How long will the ice stay in my cooler if I expect to get in it for beer every five minutes..... will it last for the five days of my trip. 

But yes AWESOME!


----------



## MontanaLaz (Feb 15, 2018)

You forgot my favorite: "Where we we see the xxx?" Insert bear, eagle, otter, moose, etc.


----------



## lmyers (Jun 10, 2008)

Thanks noahfecks, that was the best post of the season.


----------



## trevko (Jul 7, 2008)

This!!


I was seeing posts about the Canyon on another forum and I swear these were some of the questions.


----------



## raymo (Aug 10, 2008)

Everyday is a gift, go get some!!!


----------



## mtzirkel (May 25, 2011)

"When we are done will we be back to where we started"


----------



## noahfecks (Jun 14, 2008)

mtzirkel said:


> "When we are done will we be back to where we started"

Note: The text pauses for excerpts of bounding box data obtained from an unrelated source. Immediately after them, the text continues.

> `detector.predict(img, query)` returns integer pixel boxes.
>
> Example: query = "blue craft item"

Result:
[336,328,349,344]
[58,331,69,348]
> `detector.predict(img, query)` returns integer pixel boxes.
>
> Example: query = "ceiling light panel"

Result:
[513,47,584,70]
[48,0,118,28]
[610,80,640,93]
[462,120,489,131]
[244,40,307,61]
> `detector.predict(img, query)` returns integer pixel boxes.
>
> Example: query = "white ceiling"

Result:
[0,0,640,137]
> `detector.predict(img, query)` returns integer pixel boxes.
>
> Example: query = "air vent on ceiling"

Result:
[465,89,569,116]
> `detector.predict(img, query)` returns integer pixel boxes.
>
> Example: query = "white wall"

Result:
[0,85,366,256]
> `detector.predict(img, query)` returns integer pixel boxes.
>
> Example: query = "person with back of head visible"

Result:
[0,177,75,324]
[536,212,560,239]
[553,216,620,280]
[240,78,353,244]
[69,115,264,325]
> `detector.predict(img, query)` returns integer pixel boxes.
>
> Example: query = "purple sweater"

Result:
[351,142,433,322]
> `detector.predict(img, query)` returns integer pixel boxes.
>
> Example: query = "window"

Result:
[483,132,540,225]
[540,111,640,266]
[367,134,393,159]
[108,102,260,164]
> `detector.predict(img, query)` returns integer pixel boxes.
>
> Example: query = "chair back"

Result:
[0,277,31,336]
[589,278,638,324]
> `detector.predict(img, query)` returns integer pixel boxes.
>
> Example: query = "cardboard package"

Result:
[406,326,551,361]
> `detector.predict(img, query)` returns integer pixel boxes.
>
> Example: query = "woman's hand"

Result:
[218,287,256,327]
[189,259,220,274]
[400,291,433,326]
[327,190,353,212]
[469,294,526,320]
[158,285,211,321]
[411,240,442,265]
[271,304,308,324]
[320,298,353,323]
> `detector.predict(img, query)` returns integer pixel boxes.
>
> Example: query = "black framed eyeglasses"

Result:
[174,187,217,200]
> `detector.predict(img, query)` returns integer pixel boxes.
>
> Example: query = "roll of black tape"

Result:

Yes! it's just like the log ride at Disney


At what elevation do the deer turn into elk?
How deep is the water right here?
What time will we get to camp?
What do y'all do with them mo-gulls in the summertime?
Do Y'all ride yer ski board in the stunt ditch?


----------



## OregonianRG (Jun 14, 2010)

Does that rock go all the way to the bottom?


----------



## raymo (Aug 10, 2008)

1). No way dude, she's 31 years old and already went through a divorce and her friends are up in their 30's too.(it was against company policy anyway, no fraternizing)we were in our teens. 2) I don't know how to swim, that's ok I don't either. 3) what do you do during the winter, we live off our tip's, from guiding.


----------



## matt man (Dec 23, 2011)

noahfecks said:


> Yes! it's just like the log ride at Disney
> 
> 
> At what elevation do the deer turn into elk?
> ...


Around 8000’

Chest high on a duck

They are actually children that fell off the ski lift because they did not listen to there instructor, we just cover them with snow.

Yup! My favorite trick is the Bullet!


----------



## matt man (Dec 23, 2011)

“ do y’all sleep on them there canoes?” At gold bar on a Loma to North wash trip.

“well, he does, but he’s kinda weird” ( he, being Matt man). ( canoes =rafts, I am not actually crazy enough to canoe Cat, fuck that!)


----------